The emphasis on ethanol has also drawn criticism from environmentalists and others who complain that it will create more problems. Because the United States makes ethanol from corn, it has already caused price increases, for example, for tortillas in Mexico. Brazil makes ethanol from sugar cane, and critics say increased production would result in further deforestation of the Amazon.

Greenpeace issued a statement saying that limits on carbon emissions, which Bush opposes, would be a better way to reduce greenhouse gases blamed for global warming. "The U.S. government must take a giant leap forward quickly in order to make the necessary steps to combat global warming," said John Coequyt, an energy specialist with Greenpeace. "An aggressive focus on ethanol, without a federally mandated cap on emissions, is simply a leap sideways."

Some specialists, though, said the deal could have a significant impact on energy.

"This is the first effort to jump-start a Western Hemisphere ethanol market, involving both trade and local development, which would reduce the pressure of high oil prices on the balance of payments of countries in the region," said Dan Yergin of Cambridge Energy Research Associates. "It also represents the fact that Brazil is moving to the fore as an energy leader, along with Venezuela, in the region."

But analysts expressed skepticism that Bush would be able to wean Latin Americans away from Chávez. "Bush may be aiming at Chávez with his 'ethanol diplomacy,' but Lula clearly is not," said Mark Weisbrot, co-director of the Center for Economic and Policy Research in Washington. "He is happy to have good commercial relations with the United States and expand these in any area, but he has made it clear that he is not going to downgrade his good relations with Venezuela."

The ethanol pact came as Bush sought to renew U.S. commitments to a region estranged from the United States. The president appeared irritated when a Brazilian journalist asked during a brief news conference what he was doing to "make up for the losses" in relations with the region.

"I strongly disagree with your description of U.S. foreign policy," Bush replied. "That may be what people say, but it's certainly not what the facts bear out."

The president repeated his assertion that he has doubled direct foreign assistance to Latin America to $1.6 billion since 2001, without mentioning that his latest budget actually proposes cutting that aid to $1.47 billion. Moreover, analysts question his math, saying he is using a false comparison to exaggerate increases in aid.

Rogerio Schmitt, a political analyst here, said Lula hoped to use the meeting with Bush to project himself as an alternative to Chávez, able to enter partnerships with leaders of all ideological leanings. Whether the United States would equally benefit by being seen as an alternative to Chávez is another matter, he said. "Most people in Brazil see Chávez as a lunatic, a fool," Schmitt said. "But his popularity here is still probably higher than President Bush's."

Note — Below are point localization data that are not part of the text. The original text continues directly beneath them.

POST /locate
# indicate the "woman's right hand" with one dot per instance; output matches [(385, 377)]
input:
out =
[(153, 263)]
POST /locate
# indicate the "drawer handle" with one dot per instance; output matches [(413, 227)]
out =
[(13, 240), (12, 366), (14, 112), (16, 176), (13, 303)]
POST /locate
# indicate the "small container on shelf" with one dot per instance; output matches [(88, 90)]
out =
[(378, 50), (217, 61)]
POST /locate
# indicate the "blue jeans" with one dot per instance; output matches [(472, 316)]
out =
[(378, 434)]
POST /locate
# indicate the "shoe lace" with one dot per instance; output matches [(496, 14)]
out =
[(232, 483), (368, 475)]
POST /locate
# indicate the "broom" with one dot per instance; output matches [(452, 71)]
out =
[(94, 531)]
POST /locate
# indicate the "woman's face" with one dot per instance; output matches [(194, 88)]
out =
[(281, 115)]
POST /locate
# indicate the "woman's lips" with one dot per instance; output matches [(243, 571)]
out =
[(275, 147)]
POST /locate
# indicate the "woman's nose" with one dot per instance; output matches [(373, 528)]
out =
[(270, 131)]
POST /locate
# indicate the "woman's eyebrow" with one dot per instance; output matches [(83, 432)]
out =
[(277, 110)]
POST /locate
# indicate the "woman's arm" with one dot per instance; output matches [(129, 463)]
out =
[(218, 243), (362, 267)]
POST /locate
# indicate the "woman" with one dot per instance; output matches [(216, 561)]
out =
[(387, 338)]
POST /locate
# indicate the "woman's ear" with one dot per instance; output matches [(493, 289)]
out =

The ethanol alliance follows Bush's pledge to reduce the projected use of gasoline in the United States by 20 percent over the next 10 years.

Brazil, a pioneer in biofuel technology since the 1970s, has become the world's largest exporter of ethanol and reinvented its own economy as a result. About 40 percent of Brazil's non-diesel gasoline consumption has been replaced by ethanol, and more than 70 percent of the cars and trucks now sold in Brazil are flex-fuel vehicles that consume either gasoline or ethanol.

The effects of that economic transformation can be seen on the streets of this city, where all service stations sell ethanol and gasoline. At a typical station, ethanol is about $3 a gallon compared with about $5 a gallon for gas.